2. The apparatus of claim 1, wherein the plurality of x-ray sources comprises one or more of a pair of fixed-anode vacuum tube sources or a pair of rotating anode sources.

3. The apparatus of claim 2, wherein the pair of x-ray sources is operated at a current from 10 to 60 mA.

4. The apparatus of claim 2, wherein the x-ray intensity is from about 2 mSv to about 8 mSv.

5. The apparatus of claim 2, wherein each of the x-ray sources has an on-state of about 10 to 100 ms.

6. The apparatus of claim 5, wherein each of the x-ray sources has an off-state of about 10 to 100 ms.

7. The apparatus of claim 6, wherein only one x-ray source at a time is in an on-state.
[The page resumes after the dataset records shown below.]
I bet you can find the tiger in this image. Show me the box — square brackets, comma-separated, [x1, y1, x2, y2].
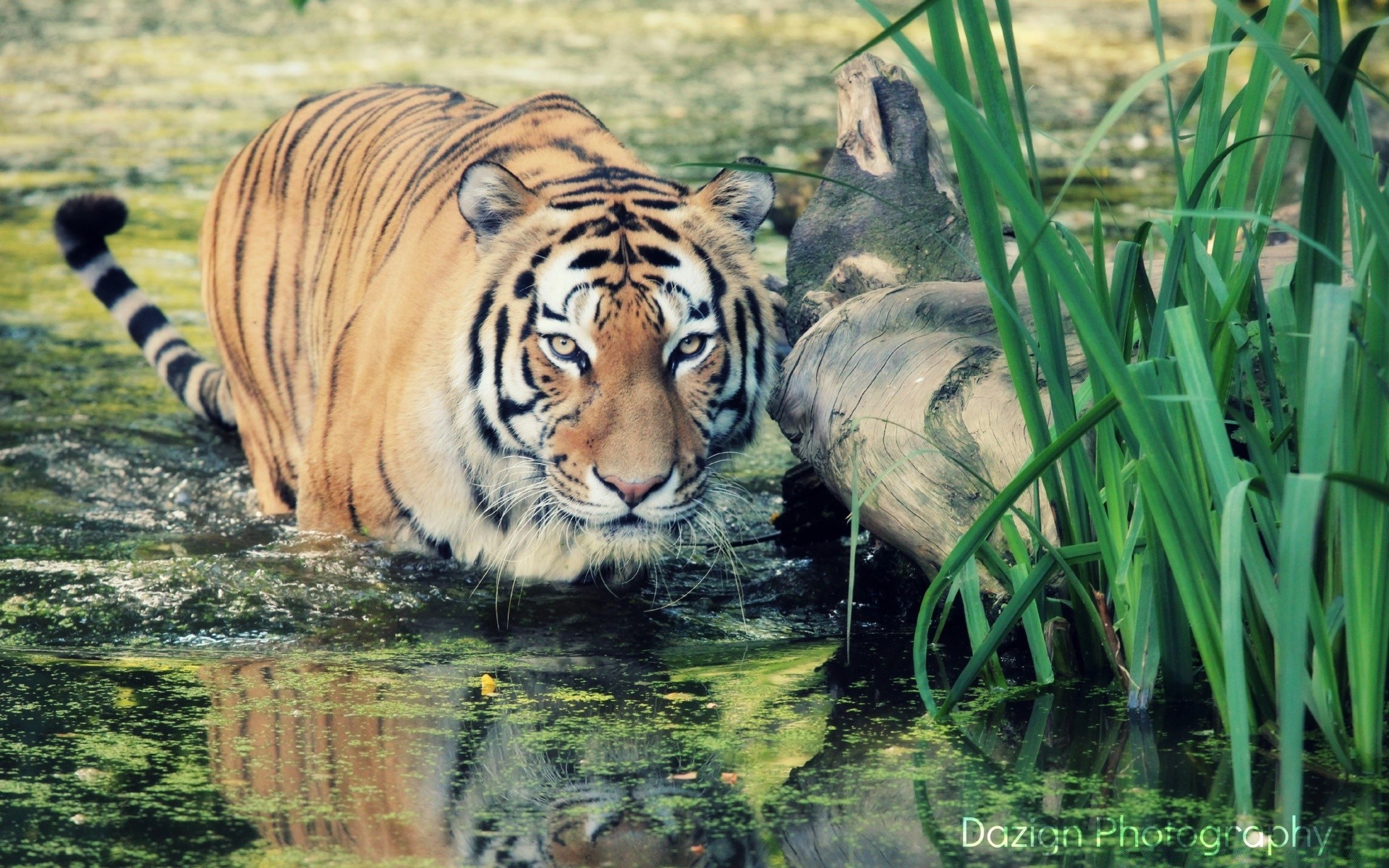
[54, 85, 789, 582]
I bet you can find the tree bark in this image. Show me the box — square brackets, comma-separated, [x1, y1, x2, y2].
[770, 54, 1296, 575]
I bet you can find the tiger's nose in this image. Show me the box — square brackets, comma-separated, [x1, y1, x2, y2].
[601, 474, 671, 507]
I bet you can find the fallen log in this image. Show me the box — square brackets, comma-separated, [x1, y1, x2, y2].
[770, 54, 1296, 575]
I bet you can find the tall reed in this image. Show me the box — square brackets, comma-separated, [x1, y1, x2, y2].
[833, 0, 1389, 822]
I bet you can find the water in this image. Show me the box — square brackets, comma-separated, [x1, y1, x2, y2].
[0, 0, 1389, 868]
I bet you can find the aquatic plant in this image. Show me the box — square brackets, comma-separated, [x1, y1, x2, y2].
[822, 0, 1389, 822]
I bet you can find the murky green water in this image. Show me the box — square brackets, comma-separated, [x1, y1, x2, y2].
[8, 0, 1389, 868]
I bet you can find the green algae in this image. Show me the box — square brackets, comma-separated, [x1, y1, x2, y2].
[0, 0, 1385, 868]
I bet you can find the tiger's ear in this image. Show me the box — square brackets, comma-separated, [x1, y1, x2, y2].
[694, 157, 776, 240]
[459, 163, 540, 247]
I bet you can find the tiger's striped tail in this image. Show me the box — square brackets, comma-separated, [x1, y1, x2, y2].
[53, 193, 236, 429]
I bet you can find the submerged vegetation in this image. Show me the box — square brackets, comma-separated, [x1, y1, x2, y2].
[816, 0, 1389, 824]
[0, 0, 1389, 868]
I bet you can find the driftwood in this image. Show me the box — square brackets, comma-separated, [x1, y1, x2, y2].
[770, 54, 1296, 574]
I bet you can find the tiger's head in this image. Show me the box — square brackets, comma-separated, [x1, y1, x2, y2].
[454, 158, 785, 566]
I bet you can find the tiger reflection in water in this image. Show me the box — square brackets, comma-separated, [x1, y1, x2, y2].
[203, 660, 764, 868]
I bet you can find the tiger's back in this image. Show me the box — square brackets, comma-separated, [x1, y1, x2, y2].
[59, 85, 779, 578]
[201, 85, 642, 516]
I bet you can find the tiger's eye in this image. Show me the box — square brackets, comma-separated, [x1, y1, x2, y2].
[546, 335, 579, 357]
[675, 335, 708, 356]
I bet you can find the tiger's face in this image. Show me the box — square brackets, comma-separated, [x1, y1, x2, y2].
[459, 163, 785, 572]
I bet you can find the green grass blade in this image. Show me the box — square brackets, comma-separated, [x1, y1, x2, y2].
[912, 394, 1120, 712]
[935, 554, 1055, 717]
[1276, 474, 1325, 827]
[835, 0, 936, 69]
[1220, 479, 1254, 817]
[1297, 284, 1350, 474]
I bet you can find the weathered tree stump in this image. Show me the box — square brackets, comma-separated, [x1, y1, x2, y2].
[770, 54, 1296, 575]
[786, 54, 980, 340]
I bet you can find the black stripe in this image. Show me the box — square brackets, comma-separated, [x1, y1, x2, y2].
[746, 287, 767, 389]
[275, 479, 299, 510]
[569, 249, 611, 269]
[636, 244, 681, 268]
[643, 217, 681, 242]
[694, 244, 728, 301]
[472, 404, 501, 454]
[125, 304, 169, 349]
[468, 289, 493, 389]
[164, 353, 203, 391]
[92, 268, 135, 310]
[550, 199, 603, 211]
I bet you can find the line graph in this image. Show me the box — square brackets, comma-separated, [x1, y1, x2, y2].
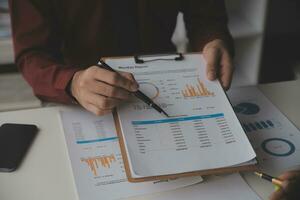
[81, 154, 117, 176]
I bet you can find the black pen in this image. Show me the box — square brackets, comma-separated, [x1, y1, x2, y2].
[97, 60, 169, 117]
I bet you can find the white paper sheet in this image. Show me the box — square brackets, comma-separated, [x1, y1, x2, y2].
[61, 109, 202, 200]
[228, 86, 300, 174]
[107, 54, 255, 177]
[147, 174, 260, 200]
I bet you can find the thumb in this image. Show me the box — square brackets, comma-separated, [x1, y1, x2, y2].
[203, 48, 220, 81]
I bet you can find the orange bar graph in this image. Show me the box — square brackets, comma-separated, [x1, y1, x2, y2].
[81, 154, 116, 176]
[181, 78, 215, 97]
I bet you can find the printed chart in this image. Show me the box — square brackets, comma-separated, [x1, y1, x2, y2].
[61, 109, 202, 200]
[228, 87, 300, 173]
[181, 78, 214, 97]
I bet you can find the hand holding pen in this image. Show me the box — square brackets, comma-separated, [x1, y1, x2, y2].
[98, 60, 169, 117]
[69, 66, 138, 115]
[255, 170, 300, 200]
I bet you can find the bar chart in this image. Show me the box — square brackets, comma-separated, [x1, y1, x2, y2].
[81, 154, 117, 176]
[181, 78, 214, 97]
[242, 120, 275, 133]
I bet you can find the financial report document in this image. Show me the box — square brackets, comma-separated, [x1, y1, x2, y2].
[227, 86, 300, 175]
[60, 108, 202, 200]
[106, 54, 256, 177]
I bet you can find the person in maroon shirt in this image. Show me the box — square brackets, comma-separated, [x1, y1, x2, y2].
[9, 0, 233, 115]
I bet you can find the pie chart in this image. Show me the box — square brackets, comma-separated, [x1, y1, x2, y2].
[261, 138, 296, 157]
[233, 102, 260, 115]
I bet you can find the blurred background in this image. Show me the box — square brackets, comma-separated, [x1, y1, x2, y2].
[0, 0, 300, 109]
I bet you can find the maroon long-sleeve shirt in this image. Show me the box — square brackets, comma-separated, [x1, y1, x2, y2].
[9, 0, 232, 103]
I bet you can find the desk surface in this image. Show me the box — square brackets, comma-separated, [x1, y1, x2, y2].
[0, 81, 300, 200]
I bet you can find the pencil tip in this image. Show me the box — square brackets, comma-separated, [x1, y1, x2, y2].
[254, 172, 261, 176]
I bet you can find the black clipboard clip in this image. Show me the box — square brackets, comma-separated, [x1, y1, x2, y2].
[134, 53, 184, 64]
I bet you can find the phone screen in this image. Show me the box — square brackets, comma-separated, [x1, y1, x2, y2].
[0, 124, 38, 172]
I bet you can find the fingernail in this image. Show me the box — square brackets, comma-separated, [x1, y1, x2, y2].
[208, 72, 216, 80]
[130, 83, 139, 91]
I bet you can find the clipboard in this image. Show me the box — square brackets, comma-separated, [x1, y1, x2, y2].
[103, 53, 258, 183]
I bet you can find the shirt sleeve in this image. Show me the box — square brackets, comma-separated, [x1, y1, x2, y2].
[182, 0, 234, 56]
[9, 0, 79, 103]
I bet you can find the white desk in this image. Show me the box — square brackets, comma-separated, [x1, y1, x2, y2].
[0, 81, 300, 200]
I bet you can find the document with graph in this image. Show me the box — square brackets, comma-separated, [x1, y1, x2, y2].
[59, 108, 202, 200]
[106, 54, 256, 181]
[228, 86, 300, 175]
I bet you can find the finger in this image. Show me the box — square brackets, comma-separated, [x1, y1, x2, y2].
[278, 170, 300, 180]
[84, 103, 112, 116]
[91, 67, 138, 92]
[203, 48, 220, 81]
[118, 71, 138, 85]
[87, 93, 121, 110]
[270, 189, 285, 200]
[220, 52, 234, 90]
[87, 80, 131, 100]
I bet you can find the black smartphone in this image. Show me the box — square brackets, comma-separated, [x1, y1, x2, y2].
[0, 123, 38, 172]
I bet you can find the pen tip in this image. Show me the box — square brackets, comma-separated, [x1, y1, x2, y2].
[162, 111, 170, 117]
[254, 172, 261, 176]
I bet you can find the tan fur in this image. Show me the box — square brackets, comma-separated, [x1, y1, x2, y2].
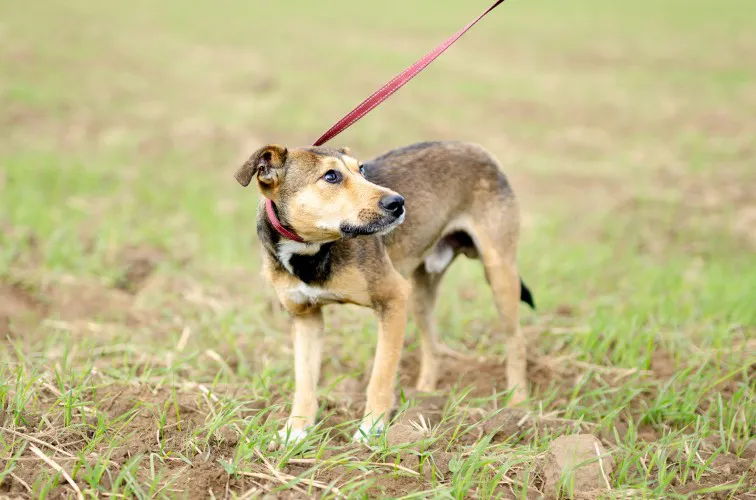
[236, 142, 527, 446]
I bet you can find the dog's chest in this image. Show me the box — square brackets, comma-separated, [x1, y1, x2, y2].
[284, 283, 342, 305]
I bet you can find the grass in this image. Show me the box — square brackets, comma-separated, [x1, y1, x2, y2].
[0, 0, 756, 498]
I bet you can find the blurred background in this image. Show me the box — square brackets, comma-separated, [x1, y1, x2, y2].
[0, 0, 756, 496]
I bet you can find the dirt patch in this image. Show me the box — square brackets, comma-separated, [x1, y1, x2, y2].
[540, 434, 613, 496]
[651, 347, 677, 380]
[0, 284, 46, 339]
[115, 246, 165, 294]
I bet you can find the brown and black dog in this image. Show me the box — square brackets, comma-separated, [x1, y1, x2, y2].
[236, 142, 534, 442]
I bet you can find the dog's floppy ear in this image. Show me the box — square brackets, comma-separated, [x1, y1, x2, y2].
[234, 144, 289, 187]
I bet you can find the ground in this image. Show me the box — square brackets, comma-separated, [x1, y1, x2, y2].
[0, 0, 756, 498]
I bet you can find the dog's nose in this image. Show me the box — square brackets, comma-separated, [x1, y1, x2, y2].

8. The apparatus of claim 1, wherein the apparatus operates according to a step and shoot protocol or a spiral scan protocol.

9. The apparatus of claim 1, further comprising a computing device in electronic data communication with the at least one x-ray detector, wherein the computing device is programmed with an ordered subset expectation optimization image reconstruction protocol.

10. A low-dose CT apparatus, comprising: a pair of fixed-anode vacuum tube sources disposed on a gantry and spaced apart along a z-axis, the sources being configured to produce substantially overlapping fan beams, wherein overlap is substantially complete at a detector surface, and, wherein each of the x-ray sources defines a 50% duty cycle having an on-state of about 10 to 100 ms;at least one x-ray detector configured to receive substantially overlapping fan beams from the plurality of x-ray sources; anda controller in electronic communication with the plurality of x-ray sources, wherein the controller is adapted to switch the plurality of x-ray sources between on and off states such that only one x-ray source is in an on state at any time, and wherein the controller circuit is in electronic communication with the at least one x-ray detector and is adapted to synchronize the at least one x-ray detector with the plurality of x-ray sources such that detected x-rays can be matched to an x-ray source.

11. The apparatus of claim 10, wherein only one x-ray source at a time is in an on-state.

12. The apparatus of claim 10, wherein the apparatus operates according to a step and shoot protocol or a spiral scan protocol.

13. The apparatus of claim 10, further comprising a computing device in electronic data communication with the at least one x-ray detector, wherein the computing device is programmed with an ordered subset expectation optimization image reconstruction protocol.